The core of human emotions consists of and elicits some of the key behaviors – being fair, broadminded, altruistic, creativity, intuition, and risk-taking inclination, just to name a few. These behaviors have a direct impact on aspects such as diversity and inclusion, coaching and mentoring, leadership development, handling stress, health, and safety at work. From an HR perspective, these are key issues that impact who gets hired (or fired), how organizations articulate performance parameters (ergo, who gets promoted and why); and finally, why would a person seek to stay or leave a company and how can AI help control attrition.
An IBM 2017 study on ‘Extending Expertise – How Cognitive Computing is transforming HR and the Employee Experience’ actually lists down in detail Cognitive science and AI are interconnected to solve the above issues.
“Cognitive systems,” says IBM, “can receive and process unstructured information in ways similar to humans, for example, a cognitive system can quickly examine thousands of hours of HR service center recordings to identify keywords and patterns based on frequency, tone, and sentiment. They grasp underlying concepts, form hypotheses, and infer and extract ideas. They rapidly synthesize information to produce relevant and meaningful responses.
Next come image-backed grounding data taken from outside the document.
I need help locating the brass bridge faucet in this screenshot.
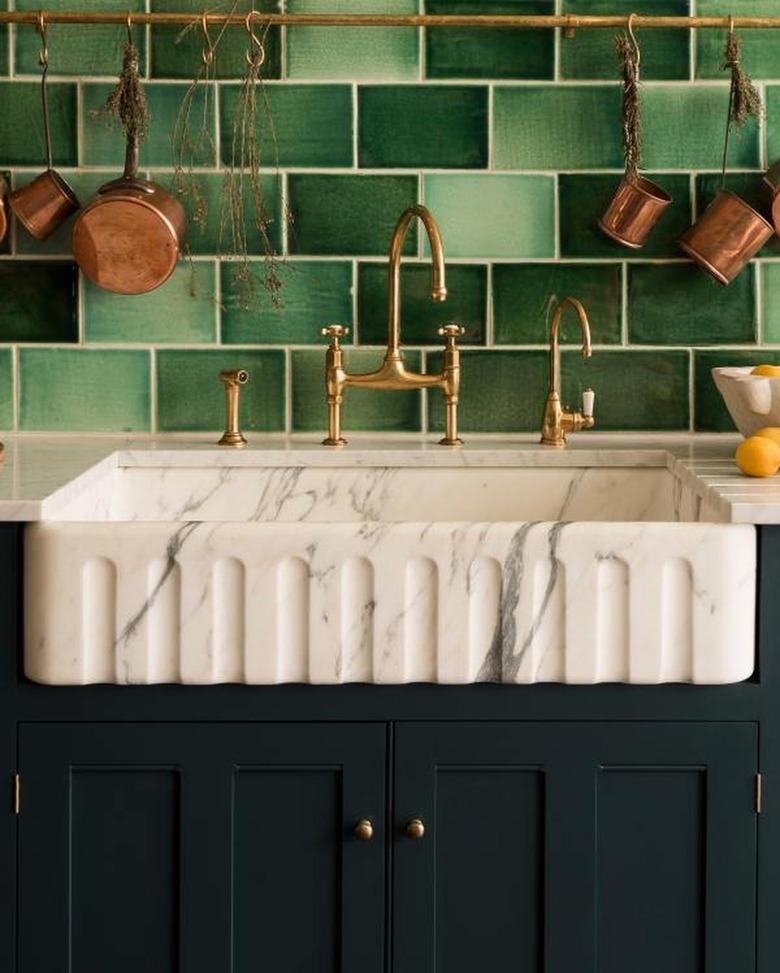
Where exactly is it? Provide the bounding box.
[321,204,464,447]
[540,297,596,447]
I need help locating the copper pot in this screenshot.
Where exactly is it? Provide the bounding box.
[763,158,780,234]
[72,136,186,295]
[9,169,79,241]
[599,175,672,249]
[679,189,774,285]
[0,177,7,245]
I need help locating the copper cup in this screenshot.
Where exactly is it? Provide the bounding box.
[9,168,79,242]
[679,189,774,285]
[599,175,672,249]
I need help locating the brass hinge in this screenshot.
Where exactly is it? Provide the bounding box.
[756,772,763,814]
[12,774,20,816]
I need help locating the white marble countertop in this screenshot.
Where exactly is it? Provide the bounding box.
[0,430,771,524]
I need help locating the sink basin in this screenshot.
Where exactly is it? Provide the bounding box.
[24,447,756,686]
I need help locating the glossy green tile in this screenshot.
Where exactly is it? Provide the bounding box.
[291,347,422,432]
[493,263,622,345]
[642,86,760,169]
[157,350,285,431]
[359,86,488,169]
[0,261,77,342]
[0,26,8,76]
[358,263,486,344]
[287,0,418,80]
[85,263,217,343]
[424,174,555,258]
[560,0,690,80]
[0,171,9,257]
[695,172,780,255]
[83,83,215,168]
[14,170,112,255]
[0,81,76,166]
[693,350,780,431]
[222,261,353,344]
[0,349,13,429]
[628,263,756,345]
[151,0,281,80]
[756,89,780,197]
[493,86,623,170]
[288,175,418,256]
[561,349,690,431]
[696,1,780,78]
[427,349,548,432]
[559,173,691,258]
[425,0,554,80]
[15,0,146,76]
[220,84,353,168]
[165,171,282,257]
[19,349,150,431]
[760,264,780,343]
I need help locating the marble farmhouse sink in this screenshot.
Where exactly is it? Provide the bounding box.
[24,442,756,686]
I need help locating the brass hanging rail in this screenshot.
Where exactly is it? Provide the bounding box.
[1,12,780,29]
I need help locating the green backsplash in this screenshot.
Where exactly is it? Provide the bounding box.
[1,0,779,434]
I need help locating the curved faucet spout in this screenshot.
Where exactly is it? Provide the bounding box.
[386,204,447,357]
[549,296,592,395]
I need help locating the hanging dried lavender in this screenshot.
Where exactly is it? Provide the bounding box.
[723,27,763,129]
[616,31,641,183]
[91,28,148,146]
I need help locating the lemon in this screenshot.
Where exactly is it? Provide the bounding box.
[735,436,780,477]
[751,364,780,377]
[755,427,780,447]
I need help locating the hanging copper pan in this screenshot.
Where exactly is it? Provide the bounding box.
[72,130,186,295]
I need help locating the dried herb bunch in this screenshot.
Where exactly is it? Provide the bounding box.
[723,27,763,129]
[616,31,641,183]
[92,30,148,145]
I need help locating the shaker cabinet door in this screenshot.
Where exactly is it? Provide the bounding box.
[393,721,757,973]
[18,722,386,973]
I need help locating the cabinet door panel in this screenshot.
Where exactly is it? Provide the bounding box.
[394,722,757,973]
[19,722,386,973]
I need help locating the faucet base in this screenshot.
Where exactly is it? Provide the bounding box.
[439,436,463,447]
[218,431,247,447]
[322,436,347,447]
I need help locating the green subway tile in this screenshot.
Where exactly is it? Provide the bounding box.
[0,261,77,342]
[83,83,215,168]
[19,349,150,432]
[693,349,780,431]
[561,349,690,431]
[151,0,280,80]
[425,174,555,258]
[359,86,488,169]
[0,26,7,76]
[0,171,9,257]
[222,261,353,344]
[0,82,76,166]
[14,170,112,255]
[767,87,780,167]
[358,263,486,344]
[157,349,285,432]
[628,263,756,345]
[165,171,282,257]
[559,173,691,258]
[761,264,780,343]
[642,86,760,169]
[292,347,422,433]
[85,263,217,343]
[0,349,13,429]
[287,0,418,80]
[493,264,622,345]
[561,0,690,80]
[695,172,780,255]
[15,0,146,76]
[697,1,780,78]
[427,349,548,432]
[425,0,554,80]
[288,175,418,256]
[493,86,623,170]
[220,84,352,168]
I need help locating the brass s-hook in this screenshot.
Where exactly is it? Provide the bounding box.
[126,12,133,45]
[36,11,48,68]
[245,10,267,67]
[627,12,641,70]
[201,13,215,65]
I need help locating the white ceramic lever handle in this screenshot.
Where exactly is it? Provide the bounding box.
[582,388,595,418]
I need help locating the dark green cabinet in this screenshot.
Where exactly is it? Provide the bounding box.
[17,720,758,973]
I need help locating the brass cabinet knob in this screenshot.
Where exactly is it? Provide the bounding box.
[354,818,374,841]
[406,818,425,840]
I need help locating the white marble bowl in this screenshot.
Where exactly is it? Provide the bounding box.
[712,366,780,437]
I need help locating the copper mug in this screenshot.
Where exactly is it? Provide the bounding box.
[679,189,774,285]
[599,175,672,249]
[9,169,79,241]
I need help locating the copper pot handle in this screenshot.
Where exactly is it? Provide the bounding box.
[97,136,155,196]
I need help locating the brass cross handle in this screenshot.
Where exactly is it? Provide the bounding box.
[438,324,465,345]
[322,324,349,348]
[354,818,374,841]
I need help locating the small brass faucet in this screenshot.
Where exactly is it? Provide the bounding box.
[322,204,464,447]
[218,369,248,446]
[540,297,596,447]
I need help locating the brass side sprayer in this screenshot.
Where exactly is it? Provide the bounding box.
[218,369,249,447]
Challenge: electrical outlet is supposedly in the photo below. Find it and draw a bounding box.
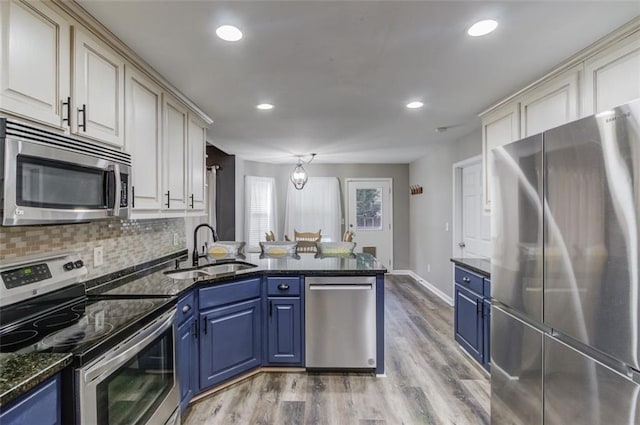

Finally, cognitive systems learn and improve through…interaction… building a deep and broad knowledge base that is always up-to-date. Rather than addressing a static set of rules, cognitive systems read, tag and organize HR content from a variety of sources, allowing employees access to the most accurate and relevant information at any given time.”
The challenge
With the 4th revolution truly underway, there is an intent to sweep away the old and herald a new world order and as HR, we are faced with unique challenges. The first is that many of us are not very tech-savvy. One’s ability to push for a tech agenda is hampered since traditionally, HR has lagged other functions in adopting the technology. After all, how many HR practitioners know and use Agile methodology, storyboarding and sprints to run and manage the day-to-day HR interventions in our functions? Sadly, not many.
Secondly, even today, a typical HR function may offer multiple tools and platforms on which it has implemented differing interventions. For instance, one can be using one tool for Performance Management, another one for HRIS, compensation and so on. Integrating legacy systems to create a composite whole that seamlessly integrates employee data, metrics and predicts experience is generally not the norm.
The third challenge is to actually craft an HR strategy where technology is used both as the differentiator and also consumed to enhance differentiation. For instance, using chatbots is a differentiator and then using AI to mine the queries, answers, patterns, and behaviors that get exhibited by employees when interacting with chatbots to finetune HR interventions is the consumption. There are many organizations that have started this journey, but speed and adoption vary and in certain places, doubts continue to linger.
At a philosophical and practical level therefore, Change is no longer a Constant which can be boxed in. AI has made ‘Change’ a breathing organism, that pulsates with a million possibilities at the same time, it is a technology that views the Universe as a ‘Multi’verse and offers myriad options simultaneously. Employees are now ‘Consumers’ of People Practices and as HR leaders we are being called to become nimble in playing a game that is rearranging itself even as we play it.